Religious/Spiritual Healing,Socio-Cultural Anthropology,Affect/Feeling,Environment,Comparative Phenomenology

This symposium examines the theoretical intersections between religious and spiritual healing, phenomenology, and intercultural psychiatry. It addresses how certain conditions which resist biomedical treatments may improve through religious and spiritual ritual practices that engage sensory, affective, and embodied experiences. Drawing on comparative phenomenology, the symposium explores “feeling with the world” as a methodological lens to analyze religious and spiritual healing practices. This lens emphasizes contingent interactions between bodies and environments through practice. From these interactions, specific feelings and perceptions emerge as situated within healing practices and constitute the phenomenological ground for healing.Anthropological research has criticized biomedicine's tendency to isolate illness within the individual, often overlooking the broader social, emotional, and cultural dimensions of suffering. Cultural phenomenological approaches to healing emphasize lived, bodily experience as the transformative ground of healing processes, highlighting how perceptions, feelings, and selves are transformed through culture-specific and intersubjective relations with specialists and members of the sufferer’s community.This symposium proposes a phenomenology of feeling that goes beyond narrative-based approaches. Rather than focusing solely on the stories people tell about their illnesses, this perspective prioritizes the sensory and affective experiences that unfold through practice.
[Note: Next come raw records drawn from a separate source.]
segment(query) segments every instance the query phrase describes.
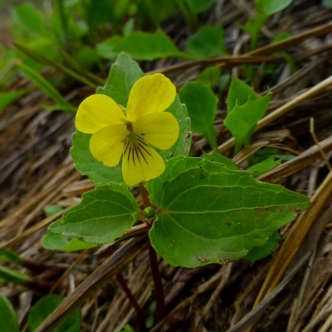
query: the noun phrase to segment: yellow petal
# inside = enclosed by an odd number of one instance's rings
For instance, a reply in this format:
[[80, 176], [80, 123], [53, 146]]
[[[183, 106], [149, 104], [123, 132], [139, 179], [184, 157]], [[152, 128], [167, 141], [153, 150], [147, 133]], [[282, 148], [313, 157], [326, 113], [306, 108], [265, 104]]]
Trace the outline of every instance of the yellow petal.
[[154, 112], [165, 111], [174, 101], [174, 84], [163, 74], [154, 74], [140, 78], [129, 93], [127, 118], [131, 122]]
[[165, 171], [162, 158], [140, 136], [131, 132], [124, 142], [122, 176], [131, 187], [159, 176]]
[[169, 149], [178, 137], [178, 121], [168, 112], [142, 116], [133, 123], [133, 128], [149, 144], [163, 150]]
[[83, 133], [94, 133], [101, 128], [127, 122], [118, 104], [105, 95], [92, 95], [78, 107], [75, 125]]
[[91, 154], [105, 166], [116, 166], [122, 154], [127, 134], [124, 124], [113, 124], [102, 128], [90, 139]]

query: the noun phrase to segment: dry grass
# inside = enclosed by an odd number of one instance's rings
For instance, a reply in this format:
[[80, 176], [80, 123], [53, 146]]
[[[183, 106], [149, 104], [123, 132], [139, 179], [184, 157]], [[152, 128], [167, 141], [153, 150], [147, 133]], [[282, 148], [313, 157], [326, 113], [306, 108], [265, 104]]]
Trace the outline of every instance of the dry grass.
[[[332, 180], [326, 165], [332, 151], [332, 12], [317, 1], [294, 1], [282, 15], [268, 21], [260, 48], [250, 52], [248, 35], [239, 26], [252, 11], [251, 2], [217, 1], [216, 8], [203, 19], [210, 24], [219, 22], [225, 29], [226, 47], [232, 56], [214, 62], [224, 73], [240, 77], [241, 64], [259, 64], [255, 89], [264, 93], [269, 88], [273, 93], [269, 112], [260, 121], [252, 144], [234, 160], [242, 165], [266, 147], [293, 151], [295, 158], [260, 180], [307, 194], [313, 203], [282, 230], [275, 252], [254, 265], [241, 261], [190, 270], [160, 260], [167, 315], [151, 331], [332, 331]], [[174, 21], [167, 24], [169, 32], [178, 35], [177, 40], [185, 40], [189, 31], [181, 30]], [[291, 33], [291, 39], [270, 46], [271, 38], [284, 30]], [[291, 55], [297, 71], [291, 73], [283, 53]], [[210, 62], [174, 64], [163, 60], [153, 68], [145, 65], [147, 70], [167, 73], [180, 86]], [[278, 65], [277, 75], [264, 73], [269, 63]], [[22, 85], [29, 84], [22, 80], [12, 89]], [[67, 92], [73, 102], [82, 99], [80, 88]], [[232, 157], [234, 142], [223, 124], [226, 92], [219, 96], [215, 126], [220, 151]], [[48, 331], [77, 306], [82, 308], [83, 331], [111, 332], [127, 323], [136, 326], [134, 311], [115, 275], [122, 271], [139, 303], [149, 306], [154, 294], [141, 235], [144, 229], [129, 232], [127, 238], [132, 239], [116, 243], [111, 255], [109, 247], [64, 253], [46, 250], [40, 245], [48, 225], [59, 216], [46, 218], [45, 207], [57, 204], [66, 209], [93, 187], [75, 171], [69, 155], [73, 118], [44, 110], [43, 105], [49, 102], [35, 91], [1, 116], [0, 248], [12, 248], [25, 258], [53, 267], [48, 279], [44, 274], [24, 271], [44, 282], [44, 290], [68, 297], [39, 332]], [[311, 133], [311, 118], [314, 119]], [[201, 148], [208, 149], [207, 142], [195, 135], [192, 155], [199, 156]], [[61, 267], [61, 273], [54, 267]], [[43, 295], [40, 290], [1, 287], [15, 305], [22, 331], [27, 331], [29, 308]]]

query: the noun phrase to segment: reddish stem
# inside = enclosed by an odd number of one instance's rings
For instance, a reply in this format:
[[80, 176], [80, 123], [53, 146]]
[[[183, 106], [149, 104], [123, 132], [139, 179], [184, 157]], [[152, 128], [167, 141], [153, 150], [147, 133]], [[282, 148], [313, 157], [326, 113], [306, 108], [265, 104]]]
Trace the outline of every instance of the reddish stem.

By focusing on situated engagements and correspondences between feeling bodies and (ritual) environments, the symposium sheds light on how healing emerges as a contingent and dynamic process. These bodily experiences, shaped by interactions with spiritual and social contexts, provide valuable insights into how individuals navigate suffering and seek well-being.By relying on ethnographic data in four different contexts, this symposium proposes a novel understanding of how an analytical focus on "feeling with the world" contributes to a comparative phenomenology of healing. It invites psychiatrists and anthropologists to consider how an understanding of the embodied, sensory, and affective dimensions, and how they are shaped by the environment, can complement and extend beyond biomedical models of healing processes.